Driving Around the Palouse
From the nearby town of Colfax, Washington, a photographer in the summer months needs to set the alarm for about 4:00 a.m., as I recall. This allows for a quick coffee and the drive to Steptoe Butte for sunrise. A serious photographer generally wishes to be in place 45 to 60 minutes prior to sunrise. Surprisingly, some of the best photos are long exposures taken in near dark conditions. So when sunrise is over, what is a photographer to do? Well, we drive around the area aimlessly, looking for beautiful scenes. I was not disappointed.
For the photo above, I set my tripod 10 feet off of the paved road and waited about 40 minutes. You can see there are many clouds which were moving rapidly, allowing sun to peak through occasionally. My goal was to get the closest hill in the shade and the back hill in the sun. The darkened first hill has exactly the same crop as the bright gold middle section. Without the shade from the clouds you may not have been able to tell there was a separate hill. The shade helped define the layers. I call this painting with light.
I hope you can see why the tree at the very top of this blog is referred to as the broccoli tree. The above photo was taken near the broccoli tree. Fellow photographers traveling with me got some very beautiful photos with the sun rising behind it. I also took plenty of broccoli tree photos, but knew I likely could not capture a better photo than my skilled friends. Instead I concentrated on this ever changing scene as the sun rose.
In my photography I’m most happy when my photographs have so few objects in them they can be easily counted. Three is a good number, sky, clouds and crops.

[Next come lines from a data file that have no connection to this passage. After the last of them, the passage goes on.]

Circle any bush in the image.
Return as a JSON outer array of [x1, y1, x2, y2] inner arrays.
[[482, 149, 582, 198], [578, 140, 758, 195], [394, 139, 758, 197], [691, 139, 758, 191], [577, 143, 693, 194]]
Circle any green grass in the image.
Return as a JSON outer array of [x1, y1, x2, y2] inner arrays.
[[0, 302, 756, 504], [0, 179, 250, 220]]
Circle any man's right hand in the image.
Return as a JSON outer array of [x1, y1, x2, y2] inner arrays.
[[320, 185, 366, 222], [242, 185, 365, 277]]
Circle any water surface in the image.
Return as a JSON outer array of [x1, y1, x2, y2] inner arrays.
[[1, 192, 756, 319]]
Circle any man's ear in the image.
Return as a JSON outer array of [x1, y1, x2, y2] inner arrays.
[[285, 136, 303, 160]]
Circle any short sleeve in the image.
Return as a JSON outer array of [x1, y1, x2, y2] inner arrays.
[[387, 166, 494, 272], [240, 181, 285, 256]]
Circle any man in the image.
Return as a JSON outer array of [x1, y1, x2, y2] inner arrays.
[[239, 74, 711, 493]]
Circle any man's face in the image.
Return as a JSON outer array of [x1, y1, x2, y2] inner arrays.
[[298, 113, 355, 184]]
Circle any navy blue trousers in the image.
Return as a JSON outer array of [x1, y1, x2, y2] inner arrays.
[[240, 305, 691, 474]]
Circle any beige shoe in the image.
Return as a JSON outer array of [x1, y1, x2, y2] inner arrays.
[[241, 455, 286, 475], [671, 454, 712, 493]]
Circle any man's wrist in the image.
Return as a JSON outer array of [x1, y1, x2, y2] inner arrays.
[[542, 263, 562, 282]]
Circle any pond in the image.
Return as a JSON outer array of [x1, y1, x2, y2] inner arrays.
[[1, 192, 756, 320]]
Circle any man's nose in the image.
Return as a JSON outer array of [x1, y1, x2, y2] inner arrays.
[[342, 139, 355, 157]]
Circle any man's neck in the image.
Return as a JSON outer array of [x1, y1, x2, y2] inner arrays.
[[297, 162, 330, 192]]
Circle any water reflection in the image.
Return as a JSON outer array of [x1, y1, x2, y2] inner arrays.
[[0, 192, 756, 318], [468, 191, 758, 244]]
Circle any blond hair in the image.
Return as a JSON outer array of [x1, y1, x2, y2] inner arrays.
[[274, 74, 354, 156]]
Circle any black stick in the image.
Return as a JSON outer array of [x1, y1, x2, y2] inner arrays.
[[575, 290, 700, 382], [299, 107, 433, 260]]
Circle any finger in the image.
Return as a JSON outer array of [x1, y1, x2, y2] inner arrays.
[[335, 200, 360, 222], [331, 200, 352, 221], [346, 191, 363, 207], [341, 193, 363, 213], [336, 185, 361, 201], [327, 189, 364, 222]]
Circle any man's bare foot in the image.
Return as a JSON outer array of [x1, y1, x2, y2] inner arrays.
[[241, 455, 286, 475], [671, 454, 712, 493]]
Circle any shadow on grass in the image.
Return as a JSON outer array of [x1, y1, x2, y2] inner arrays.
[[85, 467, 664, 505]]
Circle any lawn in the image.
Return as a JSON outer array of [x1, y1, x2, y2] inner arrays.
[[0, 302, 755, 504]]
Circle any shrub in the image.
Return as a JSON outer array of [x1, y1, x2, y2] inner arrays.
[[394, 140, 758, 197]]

The cafes, hotels and even the farmers are very welcoming to the tourists which invade this farmland daily. This farmer had several nicely painted signs informing us rookies this was mustard seed.
Do you think there is a formula used to calculate the damage done by tractor tires driving on the crop. Isn’t the crop damaged by these tracks? In Italy it was clear at times farmers rode through the crop spraying for pests. Here I’m not so sure. Maybe it is just proof farmers, like cowboys, can ride off into the sunset. I’ll need to return and take this photo at sunset.
The Haunted House of the Palouse
Photographers never know which photo will yield the best results. So while visiting the famous haunted house of the Palouse I clicked away as the moon rose, clicked as the sun set and I hoped for color to fill the sky. In total, I took 348 photos of this old home. Thank goodness for digital cameras.
The owners of this old scenic family home are too often pestered by unruly trespassing photographers and wild drinking college students. They trample the crops and steal from inside their old family home. If you happen to know where this house is and visit, please announce your presence to the owners and respect their land and farm.
Looks a bit like a scene from a Halloween movie. That is why the local college students will have a party, then dare each other to go inside this old house.
During my second trip to this house, some clouds developed early in the evening which gave me hope there would be a colorful sunset, but it just did not happen.
After packing up late in the evening, I got the idea it may be fun to take some long exposures of the moonrise. This photo was taken after we had initially called it quits for the night, well after 10:00 p.m. This photo was exposed for over 60 seconds. That is why the moon is blown out and looks more like the sun.